Let me translate that for you.
‘Everyone involved in this study makes money from ketone products and would benefit from a positive result.’
‘But we say it’s not a conflict of interest.’
I shouldn’t have to point out the Twilight Zone like qualities here nor will I do that either. I’ll just end on a positive note and confess that I was wrong in the original version of this article.
In that superfluous review of claims and statements, I concluded, in summary, that Dom doesn’t get a single thing right. That his advice is ass backwards when it’s not bad, irresponsible or ignorant.
I was clearly wrong and I’m glad we found common ground in the last minute.
- A decade ago, the first generation of broscientists promoted ‘clean eating’, six meals a day, breakfast as necessity and little to no food after 6 PM, etc, etc. They claimed it was all based on science and everyone bought it, hook, line and sinker. Until I came around and set them straight.
- The new generation of broscientists are no different than the last. They just put initials after their names and migrated from forums to podcasts.
- Broscience is driven by companies and fueled by greed. Their agents are broscientists. Before they were bodybuilders, fitness profiles and magazine owners. Today they are literally scientists. There were a few back then too. I made quick work of them. Don’t be fooled by titles and initials.
- At the core, broscience works by instilling a belief or a thought in your head. The belief that you need this to do that (optimally). You don’t and that’s called a manufactured need. A common tactic in other fields as well, skincare products being a pertinent example.
- They must be stopped
The $10k Challenge
Here’s a check for $10,000,00. It’s for Layne, Dom and anyone else ready to engage me in debate when I call them out. If I can prove that the claim(s) made are wrong, I keep the check and you write an apology letter that I post on my site. You win, you level up your rep and collect the check.

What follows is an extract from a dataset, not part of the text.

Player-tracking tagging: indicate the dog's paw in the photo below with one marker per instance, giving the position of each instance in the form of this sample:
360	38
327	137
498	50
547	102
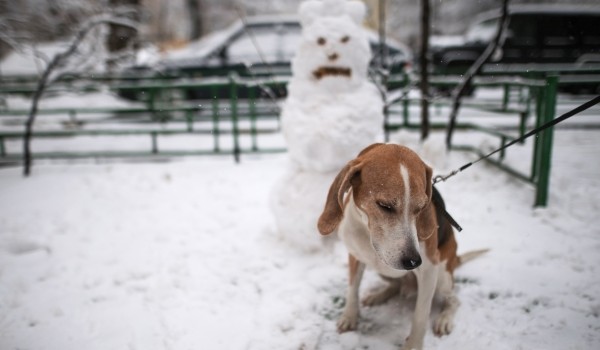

I’m ready to tango. Are you?
- For those of you who aren’t familiar with best practices in research methodology, these guys are basically doing unsupervised science. Simply put, there’s zero outside control.
- I’ve been listening to JRE since the first episode more or less.
- To be fair, he tried to intervene in some of the nonsense voiced by his partner. The highlight of the show is actually Layne’s throwaway ’Shut the fuck up’ line addressed to one of many ludicrous statements.
- But I don’t want to throw under the bus with these two. He doesn’t hide the fact and the only way it affects his judgement might be in terms of his bias.
- When I cleaned up the industry, Layne ate his 6 meals a day, counted carbs and kept a food log.He claims to have railed against convention when he’s only been riding on the coattails of those who did the work.
- Thankfully they now have acceptable alternatives thanks to CrossFit. That’s not a joke and I’ve stated the same before.